Ağustos ayında yaşanan şok dalgasında en çok satış yiyen Türk lirası, 10 yıllık devlet tahvilleri ve bankalar ocak ayındaki yükselişte başı çekti. MSCI Türkiye, gerilerden atağa kalkıp öne geçen bir yarışçı misali sene başından beri yüzde 9’un üzerinde getiri ile gelişmekte olan ülkelerin iki katına yakın kazanç sağladı.
Bundan sonra ne olacak? Güvercin Fed, genişleyici Çin ekonomi politikaları, ABD - Çin ateşkesi ve intizamlı Brexit senaryolarının güçlenmesi küresel piyasalardaki yükselişin kısa vadede devam edeceğine işaret ediyor. Dünyaya göre ucuz kalan ve küresel portföylerde sınırlı pay olan Türkiye varlıkları kısa vadede dünyayı yenmeye devam edebilir.

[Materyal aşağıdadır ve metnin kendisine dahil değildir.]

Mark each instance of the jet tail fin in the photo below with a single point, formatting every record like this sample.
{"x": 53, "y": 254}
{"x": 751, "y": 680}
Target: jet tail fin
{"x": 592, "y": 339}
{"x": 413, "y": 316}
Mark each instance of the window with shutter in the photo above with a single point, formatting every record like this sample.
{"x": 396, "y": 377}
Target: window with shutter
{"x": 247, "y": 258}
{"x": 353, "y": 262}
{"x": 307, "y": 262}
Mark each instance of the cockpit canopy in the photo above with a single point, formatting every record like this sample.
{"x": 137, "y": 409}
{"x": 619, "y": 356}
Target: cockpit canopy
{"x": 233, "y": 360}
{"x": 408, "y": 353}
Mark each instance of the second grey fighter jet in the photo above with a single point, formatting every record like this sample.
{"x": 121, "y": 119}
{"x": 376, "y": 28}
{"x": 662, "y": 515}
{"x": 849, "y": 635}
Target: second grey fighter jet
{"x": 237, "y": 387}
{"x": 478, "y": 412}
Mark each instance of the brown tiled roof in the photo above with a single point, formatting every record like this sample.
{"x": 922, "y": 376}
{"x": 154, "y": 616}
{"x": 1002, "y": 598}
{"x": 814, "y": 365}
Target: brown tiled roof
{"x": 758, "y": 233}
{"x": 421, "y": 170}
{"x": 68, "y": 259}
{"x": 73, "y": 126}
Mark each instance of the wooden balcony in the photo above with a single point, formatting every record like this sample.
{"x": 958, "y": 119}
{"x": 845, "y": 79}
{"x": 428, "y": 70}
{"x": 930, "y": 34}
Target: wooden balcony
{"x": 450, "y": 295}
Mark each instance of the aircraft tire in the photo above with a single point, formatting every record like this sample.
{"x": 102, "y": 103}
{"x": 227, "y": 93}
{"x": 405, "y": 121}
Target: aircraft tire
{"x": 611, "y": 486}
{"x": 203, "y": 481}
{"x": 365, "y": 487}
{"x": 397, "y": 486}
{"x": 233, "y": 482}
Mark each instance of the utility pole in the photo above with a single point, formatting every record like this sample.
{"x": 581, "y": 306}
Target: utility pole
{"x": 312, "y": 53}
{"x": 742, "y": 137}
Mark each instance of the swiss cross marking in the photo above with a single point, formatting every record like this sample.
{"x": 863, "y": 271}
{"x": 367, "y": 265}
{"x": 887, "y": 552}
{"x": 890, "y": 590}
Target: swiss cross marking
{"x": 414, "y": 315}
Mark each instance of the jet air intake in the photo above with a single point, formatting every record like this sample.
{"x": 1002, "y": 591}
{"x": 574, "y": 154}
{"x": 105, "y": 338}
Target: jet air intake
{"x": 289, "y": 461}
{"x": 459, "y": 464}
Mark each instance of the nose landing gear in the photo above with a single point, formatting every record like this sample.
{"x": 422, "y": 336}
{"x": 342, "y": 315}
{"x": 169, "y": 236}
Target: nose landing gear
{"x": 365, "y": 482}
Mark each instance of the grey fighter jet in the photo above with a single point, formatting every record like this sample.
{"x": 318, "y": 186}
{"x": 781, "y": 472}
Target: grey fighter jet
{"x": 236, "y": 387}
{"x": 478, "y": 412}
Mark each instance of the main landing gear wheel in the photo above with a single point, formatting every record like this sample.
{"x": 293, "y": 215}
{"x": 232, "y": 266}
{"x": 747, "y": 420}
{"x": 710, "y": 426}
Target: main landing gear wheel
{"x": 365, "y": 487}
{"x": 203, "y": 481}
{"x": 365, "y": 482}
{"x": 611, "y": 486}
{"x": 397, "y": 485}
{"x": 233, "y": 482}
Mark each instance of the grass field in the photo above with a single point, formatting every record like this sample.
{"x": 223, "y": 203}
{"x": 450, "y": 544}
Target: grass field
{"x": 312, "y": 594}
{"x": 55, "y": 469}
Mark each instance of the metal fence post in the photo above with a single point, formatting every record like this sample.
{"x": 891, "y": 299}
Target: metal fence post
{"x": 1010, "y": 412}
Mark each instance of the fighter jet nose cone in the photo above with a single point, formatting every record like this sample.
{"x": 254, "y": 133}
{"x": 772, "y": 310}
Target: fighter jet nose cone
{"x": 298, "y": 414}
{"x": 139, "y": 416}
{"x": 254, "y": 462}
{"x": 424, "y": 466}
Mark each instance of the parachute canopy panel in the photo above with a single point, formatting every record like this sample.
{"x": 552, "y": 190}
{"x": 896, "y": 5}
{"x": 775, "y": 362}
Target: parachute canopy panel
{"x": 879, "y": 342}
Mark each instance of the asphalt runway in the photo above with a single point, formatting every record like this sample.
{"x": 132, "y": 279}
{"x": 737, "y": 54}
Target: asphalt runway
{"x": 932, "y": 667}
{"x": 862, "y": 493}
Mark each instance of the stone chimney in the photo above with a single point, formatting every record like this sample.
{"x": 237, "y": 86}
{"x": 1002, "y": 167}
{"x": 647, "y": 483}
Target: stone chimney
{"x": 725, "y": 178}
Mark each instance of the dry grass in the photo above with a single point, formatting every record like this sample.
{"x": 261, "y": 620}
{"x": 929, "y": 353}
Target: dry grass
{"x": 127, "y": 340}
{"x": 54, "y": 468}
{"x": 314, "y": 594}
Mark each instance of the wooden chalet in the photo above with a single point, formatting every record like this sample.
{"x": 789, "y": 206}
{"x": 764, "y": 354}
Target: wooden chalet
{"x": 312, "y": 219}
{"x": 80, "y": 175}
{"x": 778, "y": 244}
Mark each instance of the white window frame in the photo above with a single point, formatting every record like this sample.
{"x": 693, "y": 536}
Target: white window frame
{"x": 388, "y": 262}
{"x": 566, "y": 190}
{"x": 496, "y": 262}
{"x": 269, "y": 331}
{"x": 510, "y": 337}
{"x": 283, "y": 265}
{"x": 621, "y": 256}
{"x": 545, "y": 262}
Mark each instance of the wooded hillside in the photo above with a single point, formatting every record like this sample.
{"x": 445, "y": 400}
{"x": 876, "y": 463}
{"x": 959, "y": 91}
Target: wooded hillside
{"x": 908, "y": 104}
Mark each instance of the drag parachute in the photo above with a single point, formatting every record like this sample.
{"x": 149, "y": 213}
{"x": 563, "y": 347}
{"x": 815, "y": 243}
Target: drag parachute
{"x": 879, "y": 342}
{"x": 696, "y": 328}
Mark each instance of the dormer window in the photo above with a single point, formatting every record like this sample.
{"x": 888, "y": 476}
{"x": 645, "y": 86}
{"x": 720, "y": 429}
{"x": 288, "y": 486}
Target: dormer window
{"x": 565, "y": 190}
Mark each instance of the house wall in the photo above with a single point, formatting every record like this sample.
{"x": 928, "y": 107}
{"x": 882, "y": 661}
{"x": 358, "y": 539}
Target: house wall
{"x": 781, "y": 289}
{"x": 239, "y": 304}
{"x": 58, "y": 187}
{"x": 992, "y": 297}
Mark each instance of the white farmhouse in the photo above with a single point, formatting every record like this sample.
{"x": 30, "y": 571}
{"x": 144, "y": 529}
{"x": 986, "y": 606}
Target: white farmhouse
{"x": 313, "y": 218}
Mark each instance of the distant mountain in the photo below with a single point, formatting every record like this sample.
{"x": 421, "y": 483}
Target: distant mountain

BIST Banka endeksi kritik direnç seviyelerini (120K ve 126K) aşmış durumda. Alım için destek haline gelen bu seviyelere geri çekilme beklenebilir. Bankalar ile başlayan yükselişin geride kalmış demir-çelik hisseleri başta olmak üzere sanayi hisselerine yayıldığını görebiliriz.
Küresel risk iştahındaki güçlenme ve gelişmekte olan ülke varlıklarına para girişinin artması ağustos şoku sonrası yaralarını sarmaya çalışan Türkiye için altın değerinde bir fırsat sunuyor. Yaklaşan seçimler nedeniyle popülist politikalara baş vurmaz, sıkı maliye ve para politikasını sürdürürsek, kur şokunun enflasyon yoluyla yarattığı tahribatı sınırlayıp Türkiye’yi kur şoku - faiz - durgunluk sarmalından çıkartabiliriz.